Flood houses are not limited to specific curriculums. Bridgepoint Systems in Salt Lake City, UT, uses flood houses and instructors from around the country to provide hands-on training in various applications (e.g., hard surfaces, carpet cleaning, fire damage restoration). Many other suppliers and manufacturers do the same. The Connections Trade Show is another shining star that brings together volunteers from various trade associations to construct, flood and show restoration professionals how to utilize new tools and technologies. It is hands-on at its best. At the 2011 Las Vegas conference, a condominium-style building was constructed to allow industry manufacturers and trainers the opportunity to work side-by-side with attendees, answer questions and provide hands-on instruction. This year, the Connections Technical Conference in Florida and the Las Vegas leg of the convention and trade show promises to be even more instructive.
Today’s flood houses have become venues for research that are helping to stimulate new ideas and develop new products and technology. I encourage my clients to attend flood houses and I encourage you to attend one. The cost is a worthwhile investment in the future. As the late Bob Wittkamp, one of our great industry leaders, says: “If you think training is expensive - don’t train someone and see what it costs.”
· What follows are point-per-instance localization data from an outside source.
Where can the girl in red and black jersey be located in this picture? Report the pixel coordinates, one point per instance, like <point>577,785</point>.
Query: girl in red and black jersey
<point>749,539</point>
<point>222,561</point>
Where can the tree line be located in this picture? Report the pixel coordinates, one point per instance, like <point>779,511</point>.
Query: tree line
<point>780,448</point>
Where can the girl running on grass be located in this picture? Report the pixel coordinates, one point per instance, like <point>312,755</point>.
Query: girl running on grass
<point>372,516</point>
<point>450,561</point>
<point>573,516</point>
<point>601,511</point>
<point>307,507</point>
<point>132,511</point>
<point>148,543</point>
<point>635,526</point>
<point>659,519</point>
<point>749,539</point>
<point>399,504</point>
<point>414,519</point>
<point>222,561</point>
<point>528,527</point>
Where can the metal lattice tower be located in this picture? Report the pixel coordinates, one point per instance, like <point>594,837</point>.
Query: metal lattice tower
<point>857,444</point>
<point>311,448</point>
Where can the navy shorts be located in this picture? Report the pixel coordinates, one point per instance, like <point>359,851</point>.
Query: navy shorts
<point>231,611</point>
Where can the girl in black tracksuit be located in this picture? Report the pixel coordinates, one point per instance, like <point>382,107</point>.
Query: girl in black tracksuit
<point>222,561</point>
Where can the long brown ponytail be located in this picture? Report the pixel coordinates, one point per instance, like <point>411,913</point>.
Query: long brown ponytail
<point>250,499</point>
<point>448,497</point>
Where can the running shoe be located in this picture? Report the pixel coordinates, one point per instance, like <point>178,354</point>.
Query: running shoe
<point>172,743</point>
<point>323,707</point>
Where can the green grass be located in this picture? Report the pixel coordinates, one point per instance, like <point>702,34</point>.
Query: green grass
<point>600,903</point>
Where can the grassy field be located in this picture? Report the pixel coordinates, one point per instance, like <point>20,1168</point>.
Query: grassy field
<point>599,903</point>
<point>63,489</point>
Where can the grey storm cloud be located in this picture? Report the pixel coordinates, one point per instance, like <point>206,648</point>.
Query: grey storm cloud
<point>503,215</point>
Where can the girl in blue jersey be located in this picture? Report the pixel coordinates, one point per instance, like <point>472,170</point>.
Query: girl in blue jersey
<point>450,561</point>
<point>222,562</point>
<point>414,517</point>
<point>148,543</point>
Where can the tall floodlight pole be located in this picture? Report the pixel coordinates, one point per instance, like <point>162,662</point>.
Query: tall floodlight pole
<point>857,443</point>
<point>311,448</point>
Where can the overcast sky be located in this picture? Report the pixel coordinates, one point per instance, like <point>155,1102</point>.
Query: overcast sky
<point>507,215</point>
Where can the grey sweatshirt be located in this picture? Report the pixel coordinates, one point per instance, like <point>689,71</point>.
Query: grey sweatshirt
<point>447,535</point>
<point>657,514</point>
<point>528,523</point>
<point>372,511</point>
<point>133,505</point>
I have no doubt that one of the most common functions of flood houses is to train and educate current and future workforces. I believe that partnerships between colleges and restoration training entities are inevitable for their continued existence. Hands-on training that began in the 1990s and culminated in today’s state-of-the-art flood houses has become the catalyst for positive change in this industry. Flood houses are the venue that have opened up communication between today’s educated contractors and insurance professionals, and have made it possible to reinforce how effectively and efficiently professional restorers dry a flooded home.